Defendants submitted an affidavit from the store's co-manager stating that the ceramic floor tiles were 12 inches square and one-quarter-inch thick. Color photographs show that the corners of two adjacent floor tiles were chipped, creating a color contrast between the tiles and the surface beneath them. The record does not contain any actual measurements of the depression created by the chipped tiles. As for the circumstances of the incident, it occurred mid-afternoon in an enclosed entranceway that was well lit by artificial light as well as sunshine from nearby windows. Defendants' co-manager averred that there had been no prior accidents in or complaints regarding the area of plaintiff's fall. Defendants met their initial burden of establishing that the small depression of approximately one-quarter-inch depth was a trivial defect as a matter of law ( see Castle v. Six Flags, Inc., 81 A.D.3d at 1138, 917 N.Y.S.2d 386;Trionfero v. Vanderhorn, 6 A.D.3d 903, 903–904, 774 N.Y.S.2d 612 [2004];Maloid v. New York State Elec. & Gas Corp., 257 A.D.2d 712, 713, 682 N.Y.S.2d 734 [1999] ).

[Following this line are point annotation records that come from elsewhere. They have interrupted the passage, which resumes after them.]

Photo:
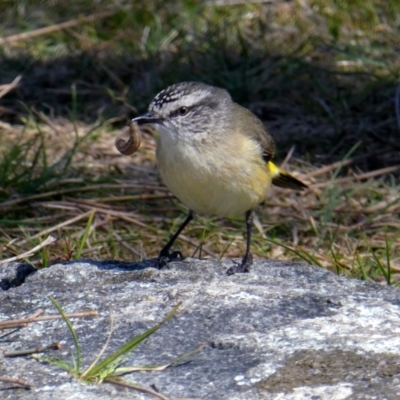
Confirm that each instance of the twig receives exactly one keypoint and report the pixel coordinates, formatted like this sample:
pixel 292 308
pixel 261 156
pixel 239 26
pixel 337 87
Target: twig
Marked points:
pixel 15 323
pixel 25 352
pixel 80 189
pixel 342 163
pixel 56 27
pixel 4 89
pixel 58 226
pixel 360 177
pixel 49 240
pixel 16 381
pixel 126 245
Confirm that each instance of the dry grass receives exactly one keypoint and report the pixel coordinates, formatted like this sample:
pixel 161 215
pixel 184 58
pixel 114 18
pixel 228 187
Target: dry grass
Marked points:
pixel 322 78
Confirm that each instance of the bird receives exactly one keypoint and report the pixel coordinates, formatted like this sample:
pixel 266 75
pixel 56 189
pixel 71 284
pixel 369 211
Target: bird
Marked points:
pixel 214 155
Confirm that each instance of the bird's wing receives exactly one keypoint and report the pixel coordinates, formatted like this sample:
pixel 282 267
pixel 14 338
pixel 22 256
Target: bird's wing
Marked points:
pixel 258 132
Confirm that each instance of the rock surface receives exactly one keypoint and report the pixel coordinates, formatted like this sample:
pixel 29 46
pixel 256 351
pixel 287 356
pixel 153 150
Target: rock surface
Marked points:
pixel 284 331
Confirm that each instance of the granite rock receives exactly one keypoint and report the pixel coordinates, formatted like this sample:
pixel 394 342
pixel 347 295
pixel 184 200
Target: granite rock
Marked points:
pixel 283 331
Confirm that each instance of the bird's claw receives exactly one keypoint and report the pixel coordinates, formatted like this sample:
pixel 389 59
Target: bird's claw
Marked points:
pixel 243 267
pixel 164 258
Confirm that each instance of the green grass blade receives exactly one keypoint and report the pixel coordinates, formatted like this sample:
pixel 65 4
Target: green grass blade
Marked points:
pixel 128 347
pixel 78 360
pixel 85 235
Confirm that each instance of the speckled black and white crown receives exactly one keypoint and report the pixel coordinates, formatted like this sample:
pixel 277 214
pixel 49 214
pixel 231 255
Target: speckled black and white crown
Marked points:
pixel 191 91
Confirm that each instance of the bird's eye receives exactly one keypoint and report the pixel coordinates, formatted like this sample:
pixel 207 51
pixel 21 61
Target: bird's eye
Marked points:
pixel 183 111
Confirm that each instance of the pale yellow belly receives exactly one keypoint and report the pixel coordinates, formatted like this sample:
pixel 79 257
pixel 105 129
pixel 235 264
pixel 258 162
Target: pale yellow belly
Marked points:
pixel 211 184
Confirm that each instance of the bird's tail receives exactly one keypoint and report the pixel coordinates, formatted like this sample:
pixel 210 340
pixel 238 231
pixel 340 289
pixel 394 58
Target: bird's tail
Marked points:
pixel 283 179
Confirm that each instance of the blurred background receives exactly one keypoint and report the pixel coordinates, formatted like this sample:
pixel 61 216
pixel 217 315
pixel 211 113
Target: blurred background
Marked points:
pixel 322 75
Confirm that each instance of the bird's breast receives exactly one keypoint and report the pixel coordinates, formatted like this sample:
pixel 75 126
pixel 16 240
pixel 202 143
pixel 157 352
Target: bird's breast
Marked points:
pixel 213 177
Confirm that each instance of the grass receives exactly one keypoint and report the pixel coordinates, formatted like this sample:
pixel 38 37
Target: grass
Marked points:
pixel 322 76
pixel 109 369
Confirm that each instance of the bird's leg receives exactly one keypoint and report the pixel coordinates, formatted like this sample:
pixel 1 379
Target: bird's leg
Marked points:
pixel 248 258
pixel 165 256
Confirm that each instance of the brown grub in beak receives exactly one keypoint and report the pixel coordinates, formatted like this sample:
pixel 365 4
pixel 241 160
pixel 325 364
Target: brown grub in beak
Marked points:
pixel 129 146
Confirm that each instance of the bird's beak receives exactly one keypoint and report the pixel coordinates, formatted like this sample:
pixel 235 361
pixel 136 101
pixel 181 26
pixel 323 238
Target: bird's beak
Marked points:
pixel 148 118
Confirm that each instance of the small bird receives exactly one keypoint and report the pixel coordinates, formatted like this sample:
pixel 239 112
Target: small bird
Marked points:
pixel 214 156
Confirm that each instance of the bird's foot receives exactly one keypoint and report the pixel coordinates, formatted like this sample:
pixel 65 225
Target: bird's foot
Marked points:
pixel 244 266
pixel 164 258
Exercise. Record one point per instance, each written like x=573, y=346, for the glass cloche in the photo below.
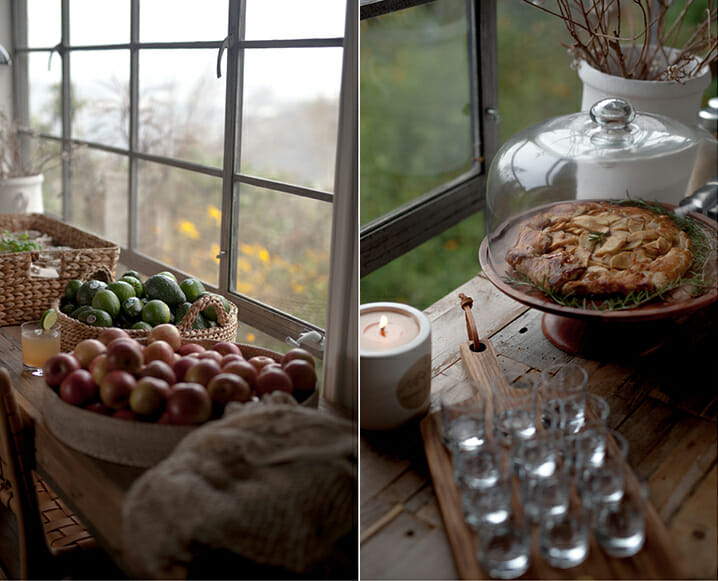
x=610, y=153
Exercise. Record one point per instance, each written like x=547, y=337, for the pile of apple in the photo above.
x=167, y=382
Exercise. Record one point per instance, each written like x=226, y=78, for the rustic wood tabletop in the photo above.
x=665, y=404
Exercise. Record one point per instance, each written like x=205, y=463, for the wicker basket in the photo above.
x=25, y=297
x=131, y=443
x=74, y=331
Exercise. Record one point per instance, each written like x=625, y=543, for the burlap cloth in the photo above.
x=273, y=483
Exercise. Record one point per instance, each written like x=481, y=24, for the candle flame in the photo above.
x=383, y=321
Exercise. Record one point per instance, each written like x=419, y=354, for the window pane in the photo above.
x=93, y=22
x=290, y=112
x=45, y=93
x=415, y=102
x=44, y=27
x=182, y=105
x=274, y=19
x=101, y=81
x=283, y=251
x=165, y=21
x=99, y=193
x=179, y=219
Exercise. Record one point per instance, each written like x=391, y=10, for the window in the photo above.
x=428, y=125
x=201, y=137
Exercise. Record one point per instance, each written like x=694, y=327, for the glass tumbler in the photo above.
x=463, y=417
x=514, y=407
x=564, y=388
x=38, y=345
x=504, y=550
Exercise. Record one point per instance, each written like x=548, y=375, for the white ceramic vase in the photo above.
x=22, y=195
x=679, y=100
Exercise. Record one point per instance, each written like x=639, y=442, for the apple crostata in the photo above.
x=599, y=248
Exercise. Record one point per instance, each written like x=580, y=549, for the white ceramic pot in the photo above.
x=21, y=195
x=681, y=101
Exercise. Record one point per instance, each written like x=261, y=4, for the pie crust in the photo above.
x=599, y=248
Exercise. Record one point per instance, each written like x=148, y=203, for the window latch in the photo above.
x=311, y=338
x=225, y=46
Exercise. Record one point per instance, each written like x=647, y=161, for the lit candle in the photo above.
x=395, y=364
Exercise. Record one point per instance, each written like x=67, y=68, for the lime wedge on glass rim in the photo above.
x=48, y=319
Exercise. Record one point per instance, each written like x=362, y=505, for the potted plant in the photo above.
x=655, y=56
x=21, y=169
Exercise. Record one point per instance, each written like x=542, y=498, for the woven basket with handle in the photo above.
x=24, y=296
x=74, y=331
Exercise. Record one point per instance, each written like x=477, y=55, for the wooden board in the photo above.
x=657, y=560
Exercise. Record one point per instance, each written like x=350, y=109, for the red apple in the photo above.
x=116, y=387
x=188, y=404
x=78, y=387
x=159, y=350
x=260, y=361
x=149, y=396
x=209, y=354
x=226, y=387
x=227, y=347
x=159, y=369
x=125, y=355
x=98, y=367
x=302, y=374
x=273, y=378
x=188, y=348
x=182, y=365
x=297, y=353
x=165, y=332
x=202, y=371
x=99, y=408
x=59, y=366
x=231, y=357
x=108, y=335
x=244, y=369
x=87, y=349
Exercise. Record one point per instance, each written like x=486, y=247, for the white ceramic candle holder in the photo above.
x=395, y=366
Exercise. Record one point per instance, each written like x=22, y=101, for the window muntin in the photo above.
x=124, y=136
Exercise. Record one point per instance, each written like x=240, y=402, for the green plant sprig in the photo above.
x=12, y=242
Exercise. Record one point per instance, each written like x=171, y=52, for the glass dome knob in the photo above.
x=613, y=118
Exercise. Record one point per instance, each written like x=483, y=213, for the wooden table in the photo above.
x=665, y=404
x=94, y=489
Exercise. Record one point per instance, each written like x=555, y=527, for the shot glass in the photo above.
x=564, y=388
x=619, y=528
x=479, y=467
x=563, y=539
x=514, y=408
x=487, y=506
x=38, y=345
x=602, y=482
x=463, y=419
x=504, y=550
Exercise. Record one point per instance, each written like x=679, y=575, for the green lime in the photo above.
x=133, y=273
x=132, y=307
x=87, y=290
x=48, y=319
x=135, y=283
x=168, y=274
x=156, y=312
x=106, y=300
x=97, y=318
x=71, y=288
x=123, y=289
x=192, y=288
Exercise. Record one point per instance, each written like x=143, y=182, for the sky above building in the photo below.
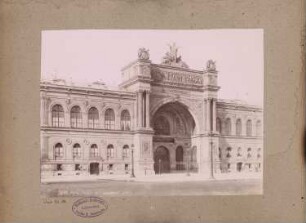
x=85, y=56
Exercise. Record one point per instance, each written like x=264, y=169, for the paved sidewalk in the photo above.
x=182, y=177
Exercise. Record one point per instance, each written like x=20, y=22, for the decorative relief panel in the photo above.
x=146, y=149
x=182, y=77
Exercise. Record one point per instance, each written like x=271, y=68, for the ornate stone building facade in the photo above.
x=163, y=118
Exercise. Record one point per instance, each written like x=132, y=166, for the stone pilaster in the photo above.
x=148, y=109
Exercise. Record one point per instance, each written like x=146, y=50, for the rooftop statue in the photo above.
x=211, y=65
x=171, y=58
x=143, y=54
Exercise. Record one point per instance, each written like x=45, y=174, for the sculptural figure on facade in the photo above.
x=211, y=65
x=171, y=58
x=143, y=54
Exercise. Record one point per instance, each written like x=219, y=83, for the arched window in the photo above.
x=239, y=152
x=58, y=116
x=162, y=126
x=58, y=151
x=258, y=128
x=249, y=128
x=220, y=153
x=249, y=153
x=93, y=118
x=76, y=117
x=228, y=154
x=94, y=151
x=76, y=152
x=218, y=125
x=125, y=121
x=110, y=151
x=228, y=126
x=258, y=153
x=125, y=151
x=238, y=127
x=109, y=119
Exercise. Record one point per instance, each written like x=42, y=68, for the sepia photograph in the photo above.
x=151, y=112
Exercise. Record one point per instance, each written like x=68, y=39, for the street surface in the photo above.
x=131, y=187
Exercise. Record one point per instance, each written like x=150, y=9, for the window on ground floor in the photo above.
x=59, y=167
x=77, y=167
x=110, y=166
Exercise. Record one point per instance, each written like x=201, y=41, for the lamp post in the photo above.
x=211, y=160
x=188, y=160
x=132, y=172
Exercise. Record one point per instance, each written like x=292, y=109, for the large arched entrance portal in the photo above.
x=173, y=127
x=161, y=160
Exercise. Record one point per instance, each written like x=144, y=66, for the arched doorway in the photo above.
x=193, y=159
x=179, y=158
x=173, y=127
x=161, y=160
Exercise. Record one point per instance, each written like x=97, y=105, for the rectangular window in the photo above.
x=59, y=167
x=110, y=167
x=110, y=152
x=77, y=167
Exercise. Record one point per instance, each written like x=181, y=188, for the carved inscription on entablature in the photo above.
x=182, y=77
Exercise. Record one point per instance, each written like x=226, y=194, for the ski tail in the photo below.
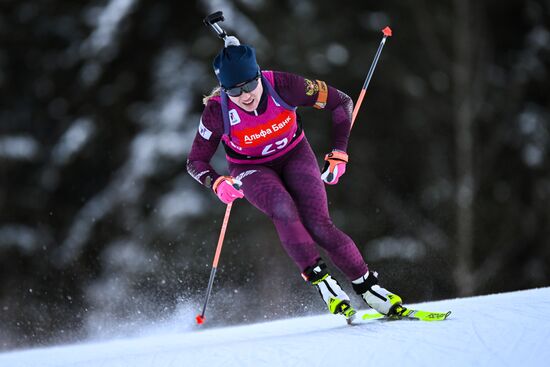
x=401, y=312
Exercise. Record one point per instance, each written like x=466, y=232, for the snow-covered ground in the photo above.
x=509, y=329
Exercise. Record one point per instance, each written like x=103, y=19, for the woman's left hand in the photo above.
x=335, y=166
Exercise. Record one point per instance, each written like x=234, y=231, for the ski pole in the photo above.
x=387, y=33
x=212, y=20
x=200, y=318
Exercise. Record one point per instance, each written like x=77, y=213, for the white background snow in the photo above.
x=509, y=329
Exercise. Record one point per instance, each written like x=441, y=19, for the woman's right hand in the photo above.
x=228, y=189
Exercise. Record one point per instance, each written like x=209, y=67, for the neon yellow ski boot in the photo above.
x=379, y=298
x=336, y=299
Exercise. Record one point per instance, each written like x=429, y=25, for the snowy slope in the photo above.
x=510, y=329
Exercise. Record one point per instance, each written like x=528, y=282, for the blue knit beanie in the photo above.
x=235, y=64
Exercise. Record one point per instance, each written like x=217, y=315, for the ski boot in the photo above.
x=376, y=297
x=334, y=296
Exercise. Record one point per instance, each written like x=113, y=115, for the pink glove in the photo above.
x=228, y=189
x=335, y=166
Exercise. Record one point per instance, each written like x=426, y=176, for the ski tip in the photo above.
x=199, y=319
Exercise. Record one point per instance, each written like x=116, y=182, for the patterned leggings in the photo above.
x=290, y=191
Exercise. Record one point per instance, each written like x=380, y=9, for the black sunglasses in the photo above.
x=247, y=87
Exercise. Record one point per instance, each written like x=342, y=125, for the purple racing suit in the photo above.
x=277, y=167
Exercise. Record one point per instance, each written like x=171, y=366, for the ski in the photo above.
x=410, y=314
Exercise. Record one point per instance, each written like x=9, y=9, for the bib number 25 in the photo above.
x=272, y=148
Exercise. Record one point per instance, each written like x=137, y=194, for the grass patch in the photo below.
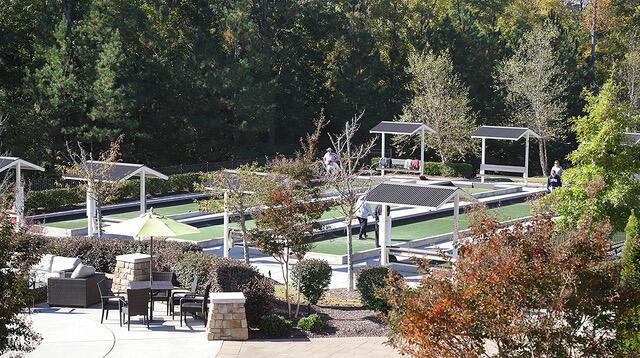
x=417, y=230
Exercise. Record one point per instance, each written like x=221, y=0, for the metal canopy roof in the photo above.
x=632, y=138
x=10, y=162
x=406, y=128
x=506, y=133
x=117, y=171
x=430, y=196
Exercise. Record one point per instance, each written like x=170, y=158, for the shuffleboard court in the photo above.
x=417, y=230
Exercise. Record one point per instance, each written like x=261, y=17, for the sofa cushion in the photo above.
x=44, y=264
x=83, y=271
x=60, y=263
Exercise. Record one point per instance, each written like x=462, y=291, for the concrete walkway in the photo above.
x=77, y=332
x=352, y=347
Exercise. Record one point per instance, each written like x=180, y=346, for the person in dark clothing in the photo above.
x=554, y=181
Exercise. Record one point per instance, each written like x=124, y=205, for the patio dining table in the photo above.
x=154, y=286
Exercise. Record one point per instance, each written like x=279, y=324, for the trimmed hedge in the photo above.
x=371, y=280
x=311, y=323
x=454, y=170
x=228, y=275
x=52, y=199
x=275, y=326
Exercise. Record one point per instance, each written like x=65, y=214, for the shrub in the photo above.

Plaintiff did not report any injury to defendants after the fall, nor did he identify to them the cause of his fall, so defendants did not create an incident report. Although plaintiff returned a few weeks later to take photographs, he did not take measurements. At the time the instant motions were filed, several years after the incident, the tiles had apparently been repaired or replaced, making it impossible to ever obtain measurements.
In opposition, plaintiff submitted the expert affidavit of an architect who reviewed plaintiff's deposition testimony and photographs of the entranceway and chipped tiles. The expert stated that because this type of tile typically includes a one-sixteenth-inch ridge pattern on the underside and it is recommended that they be laid upon a three-eighth-inch mortar bed, the height of the surface defect is greater than one-quarter inch. This greater height differential would make certain standards and codes applicable, leading the expert to opine that defendants violated several standards. Yet the expert did not inspect the scene or have any actual measurements, and he acknowledged that an inspection would be necessary to confirm his assumptions and verify if the tiles and mortar bed were properly laid. As his opinion was based on assumptions, unsupported by evidentiary facts, his opinion was speculative and cannot be relied upon ( see Diaz v. New York Downtown Hosp., 99 N.Y.2d 542, 544, 754 N.Y.S.2d 195, 784 N.E.2d 68 [2002];Romano v. Stanley, 90 N.Y.2d 444, 451–452, 661 N.Y.S.2d 589, 684 N.E.2d 19 [1997] ). Thus, plaintiff's submissions failed to raise a question of fact regarding the trivial nature of the defect. Accordingly, Supreme Court properly concluded that defendants were entitled to summary judgment dismissing the complaint.
ORDERED that the order is affirmed, with costs.